Vivemos uma forma de triagem angustiante onde a idéia de prazer e harmonia implica no afastamento das coisas, pensamentos e idéias que nos deixam inseguros e fracassados. Isso é muito sofrido. Todo o tempo magoamos e somos magoados, e a cada passo somos incapazes de estar em paz. Eis porque a felicidade, apesar de ser uma meta tão desejada, não ocorrer com muitos de nós. Falta-nos a visão do que realmente nos está acontecendo, falta-nos sabedoria.

O caminho para a experiência do contentamento passa primeiramente por um compromisso: o primeiro passo – e talvez o mais difícil – é decidir parar com os hábitos não saudáveis, os padrões arraigados em nosso eu que determinam literalmente todo o escopo de nossas tristezas e insatisfações egoístas. É o que chamo de "compromisso com a transformação". Não é um compromisso fácil; afinal, perceber claramente o grau de auto-engano que fundamenta muitas de nossas idéias e atitudes não é algo que ocorre sem esforço. O fenômeno da auto-ilusão e interpretação inadequada das circunstâncias vem a ser a base do diagnóstico de Buddha, e reflete também – ainda que sob outras premissas – o cerne das teorias psicológicas de consciência.

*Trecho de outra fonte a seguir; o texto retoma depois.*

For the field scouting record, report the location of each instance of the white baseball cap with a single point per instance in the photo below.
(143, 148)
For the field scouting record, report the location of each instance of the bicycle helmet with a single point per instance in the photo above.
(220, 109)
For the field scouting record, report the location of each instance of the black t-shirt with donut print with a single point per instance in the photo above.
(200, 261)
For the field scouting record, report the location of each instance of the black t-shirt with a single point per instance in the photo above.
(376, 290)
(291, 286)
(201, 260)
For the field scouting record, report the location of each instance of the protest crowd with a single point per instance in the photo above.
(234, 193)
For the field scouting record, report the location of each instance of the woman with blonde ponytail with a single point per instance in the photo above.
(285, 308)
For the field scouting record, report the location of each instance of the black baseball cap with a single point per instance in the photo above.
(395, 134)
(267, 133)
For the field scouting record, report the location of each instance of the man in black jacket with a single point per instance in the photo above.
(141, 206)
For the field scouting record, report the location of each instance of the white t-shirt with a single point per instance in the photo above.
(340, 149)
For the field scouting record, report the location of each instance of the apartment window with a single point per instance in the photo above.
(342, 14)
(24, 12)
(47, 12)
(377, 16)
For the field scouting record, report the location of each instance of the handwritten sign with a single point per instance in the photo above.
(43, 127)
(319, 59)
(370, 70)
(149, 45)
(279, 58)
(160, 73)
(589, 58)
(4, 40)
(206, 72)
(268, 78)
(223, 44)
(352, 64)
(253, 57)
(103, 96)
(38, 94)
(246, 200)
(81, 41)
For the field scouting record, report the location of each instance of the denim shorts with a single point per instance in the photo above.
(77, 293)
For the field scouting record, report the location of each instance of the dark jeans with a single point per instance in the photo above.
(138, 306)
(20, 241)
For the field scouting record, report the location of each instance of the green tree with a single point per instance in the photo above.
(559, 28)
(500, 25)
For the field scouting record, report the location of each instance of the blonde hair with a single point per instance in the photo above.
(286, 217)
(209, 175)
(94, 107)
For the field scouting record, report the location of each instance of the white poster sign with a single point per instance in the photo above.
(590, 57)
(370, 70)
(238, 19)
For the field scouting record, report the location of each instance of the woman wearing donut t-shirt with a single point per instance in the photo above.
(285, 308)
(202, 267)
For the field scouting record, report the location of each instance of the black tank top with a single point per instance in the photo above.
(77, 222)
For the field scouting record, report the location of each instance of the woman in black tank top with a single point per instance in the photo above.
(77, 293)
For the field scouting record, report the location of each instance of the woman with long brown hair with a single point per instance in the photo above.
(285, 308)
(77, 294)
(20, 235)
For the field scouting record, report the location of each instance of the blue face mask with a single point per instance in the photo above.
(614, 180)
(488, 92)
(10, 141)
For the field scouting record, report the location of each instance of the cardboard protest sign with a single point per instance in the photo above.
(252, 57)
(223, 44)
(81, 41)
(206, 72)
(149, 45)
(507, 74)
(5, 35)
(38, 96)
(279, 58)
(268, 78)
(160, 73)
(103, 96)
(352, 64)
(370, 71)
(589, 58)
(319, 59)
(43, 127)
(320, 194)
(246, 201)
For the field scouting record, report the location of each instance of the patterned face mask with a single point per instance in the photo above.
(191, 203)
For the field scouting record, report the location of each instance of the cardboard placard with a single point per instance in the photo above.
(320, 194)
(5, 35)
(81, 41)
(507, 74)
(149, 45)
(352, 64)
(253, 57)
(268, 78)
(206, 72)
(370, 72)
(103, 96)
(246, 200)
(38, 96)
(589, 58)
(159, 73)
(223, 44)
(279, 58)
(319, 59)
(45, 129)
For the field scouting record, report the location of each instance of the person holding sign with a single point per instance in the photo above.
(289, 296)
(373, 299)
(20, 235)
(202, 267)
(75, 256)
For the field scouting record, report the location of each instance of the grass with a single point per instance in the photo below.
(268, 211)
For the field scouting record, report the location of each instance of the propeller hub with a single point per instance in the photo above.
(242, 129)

O segundo passo é "aprender a desaprender". Eis uma arte: saber despojar-se de conhecimentos ou convicções baseadas em certezas convenientes, ou em conclusões puramente intelectuais. Esta prática também abriga todas as ações conscientes voltadas para criar soluções fáceis e econômicas (material e emocionalmente falando). Aprender a desaprender significa acabar com os vícios de consumo (sabendo reconhecer o que realmente precisamos), as falsas idéias de prazer (sabendo exercitar uma auto-estima amadurecida e superar vaidades mesquinhas), e os equívocos emocionais fundamentados em egoísmo afetivo (sabendo distinguir o amor da simples projeção passional).

O terceiro passo para realizar a felicidade é "abandonar o fardo". De qual fardo estou falando? Este à nossas costas que constantemente aumentamos ao querer sempre mais na pretensão de assim atingirmos o sucesso. Sucumbimos ao seu peso sem ao menos perceber o perverso auto-engano a que nos envolvemos desde muito cedo em nossas vidas. Imaginamos que a realização se fundamenta no acréscimo de bens, no aumento de prestígio, no acúmulo de coisas. Na relações, queremos mais atenção, mais carinho, mais excitação, mais paixão. É desta maneira, aumentando sempre o fardo, que fomos ensinados a entender o sentido da vida. Não sabemos que o despojar do excesso é que poderá permitir que nosso coração e mente sintam alívio das pressões e ambições, e assim possam vivenciar a real felicidade. Curvados sob o peso de nossas ambições e acréscimos, agimos mal em relação à vida e nos iludimos em relação ao caminho para o contentamento.

Transformar-se, desaprender, despojar-se. Eis o trinômio de minha prática pessoal. Luto para superar meus erros e ignorâncias confiando no fato de que o caminho para a felicidade aponta para um constante aprendizado sobre a forma mais simples de entender as coisas. Assim é que atingimos a morada do não-Eu: tornando-nos simplesmente abertos ao mundo, sem resistências e curados do egoísmo.